During the modelling phase — this is when training a machine learning algorithm happens — UXR brings in more data with the goal of closing gaps or holes in the data. 

Before and throughout this stage, research can help gain a concrete insight into how the user is currently going through their step-by-step journey and if an ML model can make their tasks more efficient.

This is where already existing user journeys and product’s learnability are studied extensively through a combination of methods for the relevant industry through contextual inquiries and lab-based cognitive walkthroughs. By zooming into the existing mental models, UXR can provide insight into how to train the model, its interface design, and its learnability.

When studying the user’s journey, you will notice parts of the process that users enjoy doing because it’s rewarding to be creative and develop output. Such parts of a user’s journey make users feel accomplished because user effort is part of the creative process. Carefully studying every step of the user’s journey and their mental model enables you to make informed decisions on which processes to automate, how and why.

3. Prototyping the algorithms

This is basically creating an early low-to-no-code prototype that behaves similarly to the ML-based feature or product. For this to happen, you don’t need a fully-fledged prototype. In fact, you can use the Wizard of Oz technique to simulate what the system is doing. 

In tests, I have been using a combination of an early prototype with Wizard of Oz to capture users’ verbal and behavioural cues on system interaction. When users see how the system reacts, they can form mental models based on their reactions. 

You could help your team by asking the following questions while they are thinking about the earliest prototypes:

  • How does the model describe what it is doing? [thinking about transparency and building trust with users]
  • How will users provide feedback to the model? [ideation about possible user interactions to train the model continuously]
  • How will the user be able to approve or intervene? [User control]

Answering these questions will help your team better understand how to model intelligent algorithms. That’s why you want to conduct user research by pinning these questions on top of your plan: 

  • What do users think about these suggestions for what to do next? (Helpfulness)
  • Do users know how the system decided to …? [Action, understanding user’s mental model about system’s operation]
  • Was there enough information for users to (take action)? [Confusion vs. clarity on how the system works]
  • Do users know how the model would change over time? [user’s knowledge — this one especially matters because the user’s acknowledgement of the system’s transparency is linked to trust]

Besides qualitatively testing the prototype, you might consider other approaches in case your team has very large stakes in the product, this is especially for cases when ML is a visible part of the experience journey.

That’s why measuring users’ attitudes (trust), behaviour (task duration and usability performance) and mental models (how the system should operate) should all equally matter in ML-powered products.

4. Continuous monitoring

You have run your research, provided your team with insights and now they are more confident about the design direction. But your work is not done, yet!

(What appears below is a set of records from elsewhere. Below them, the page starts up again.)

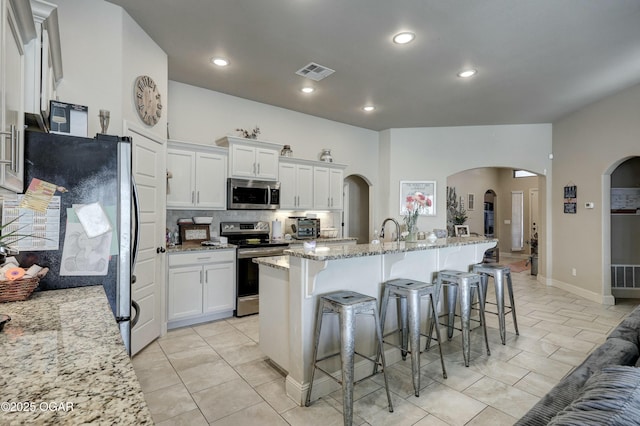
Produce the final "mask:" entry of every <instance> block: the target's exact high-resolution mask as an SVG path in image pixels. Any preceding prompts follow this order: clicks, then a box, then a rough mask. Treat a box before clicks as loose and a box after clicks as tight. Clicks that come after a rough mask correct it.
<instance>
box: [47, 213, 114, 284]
mask: <svg viewBox="0 0 640 426" xmlns="http://www.w3.org/2000/svg"><path fill="white" fill-rule="evenodd" d="M110 246H111V232H108V233H106V234H102V235H100V236H97V237H93V238H89V237H88V236H87V234H86V233H85V232H84V229H83V227H82V225H81V224H80V223H79V222H76V223H73V222H68V223H67V231H66V232H65V235H64V246H63V248H62V259H61V261H60V275H61V276H67V275H76V276H77V275H107V272H108V269H109V248H110Z"/></svg>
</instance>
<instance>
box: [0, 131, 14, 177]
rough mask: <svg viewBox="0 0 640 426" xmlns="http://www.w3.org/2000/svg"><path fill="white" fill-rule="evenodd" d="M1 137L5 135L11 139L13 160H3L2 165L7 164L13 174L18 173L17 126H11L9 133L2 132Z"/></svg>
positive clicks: (12, 156) (9, 168)
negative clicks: (14, 173) (17, 163)
mask: <svg viewBox="0 0 640 426" xmlns="http://www.w3.org/2000/svg"><path fill="white" fill-rule="evenodd" d="M0 135H4V136H5V137H9V143H10V144H11V148H10V149H11V159H10V160H2V161H0V163H6V164H9V169H10V170H11V171H12V172H16V171H17V164H16V163H17V162H18V160H17V159H16V145H17V143H16V139H17V136H18V132H17V130H16V126H15V124H12V125H11V126H9V131H8V132H0Z"/></svg>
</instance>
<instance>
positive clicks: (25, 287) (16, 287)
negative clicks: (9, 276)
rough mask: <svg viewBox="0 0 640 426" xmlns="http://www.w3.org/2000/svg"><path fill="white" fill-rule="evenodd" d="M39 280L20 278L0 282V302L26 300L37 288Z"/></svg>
mask: <svg viewBox="0 0 640 426" xmlns="http://www.w3.org/2000/svg"><path fill="white" fill-rule="evenodd" d="M39 282H40V278H38V277H34V278H22V279H19V280H14V281H0V302H17V301H20V300H27V299H28V298H29V296H31V293H33V290H35V289H36V288H37V287H38V283H39Z"/></svg>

Now’s the time for more research to shine up to ML modelling by reassessing how the trained model meets the users’ expectations.

Evaluating the ML-based system against user’s mental model:

You want your system to adapt and evolve with the user’s mental model. This way users won’t be forming their own theories about how an ML-powered system works. 

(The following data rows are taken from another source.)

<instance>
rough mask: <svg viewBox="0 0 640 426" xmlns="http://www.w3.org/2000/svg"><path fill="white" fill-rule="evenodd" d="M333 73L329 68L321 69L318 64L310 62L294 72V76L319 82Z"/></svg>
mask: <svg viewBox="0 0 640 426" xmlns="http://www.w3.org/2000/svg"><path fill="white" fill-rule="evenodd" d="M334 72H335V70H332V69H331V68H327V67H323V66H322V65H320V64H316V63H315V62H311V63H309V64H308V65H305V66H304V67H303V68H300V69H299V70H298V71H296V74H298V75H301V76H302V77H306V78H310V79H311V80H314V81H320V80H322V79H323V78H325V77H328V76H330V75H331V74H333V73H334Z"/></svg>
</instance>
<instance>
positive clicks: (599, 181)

The importance of frequent behavioral studies is to help your team accommodate the ML-model to the user’s mental model. Continuous research is needed because:

  • Humans change over time, and so do their behaviour
  • Technology is changing all the time: people influence technology and technology influences them
  • Your team’s biases change over time
  • Product value and perception of usefulness are non-linear.

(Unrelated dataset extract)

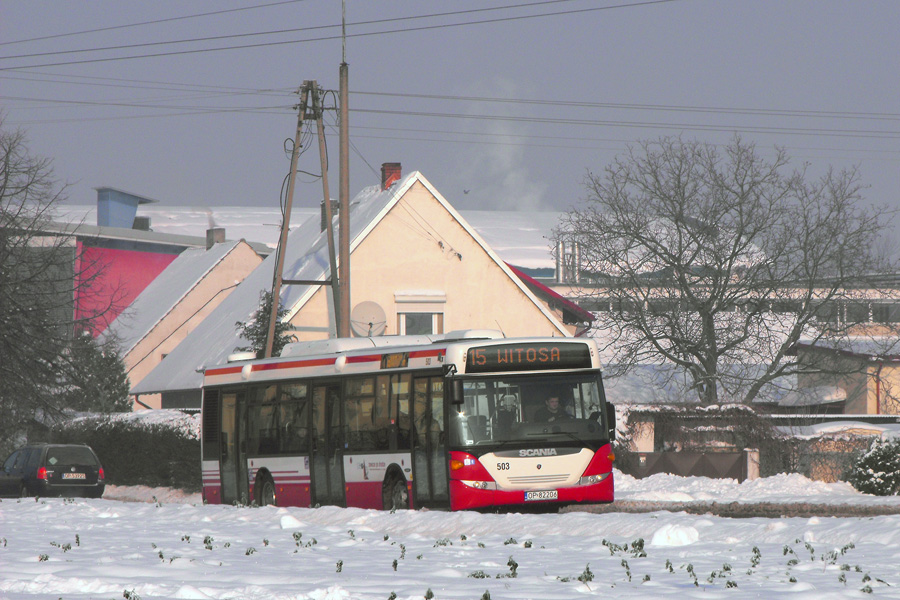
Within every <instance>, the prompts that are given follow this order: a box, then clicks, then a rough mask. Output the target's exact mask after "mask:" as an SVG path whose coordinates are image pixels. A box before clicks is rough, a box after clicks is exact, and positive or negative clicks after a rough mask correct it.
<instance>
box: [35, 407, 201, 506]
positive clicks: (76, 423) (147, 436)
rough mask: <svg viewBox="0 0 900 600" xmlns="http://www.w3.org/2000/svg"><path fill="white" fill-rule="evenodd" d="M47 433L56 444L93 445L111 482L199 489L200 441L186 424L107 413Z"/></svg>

Once the model is in use, it will be easy to draw conclusions based on analytics and other quantitative data, however continuously testing the model in the hands of the users will reveal feedback on how it feels and reveal answers to such questions:

  • How easy is it for users to use the system? Easy, difficult? Do they even notice there’s ML embedded in their journey?
  • How’s their life with it? Is it improved, do they like it or can they live without it — why and why not?

With insights collected through direct user feedback, product developers can make educated decisions together around what improvements to implement in the next upgrade.

5. Wrap up

The agile philosophy has conditioned us to go for lean user research and test an MVP by releasing it into the market as quickly as possible. While embracing the agile method is great, it cannot come at the cost of quality, and as we have demonstrated, this is critical in the ML space.

Research during discovery, ideation, before and post-launch is incredibly valuable. Make sure you help your team by asking the right questions to shape the direction and the design of your ML-powered products.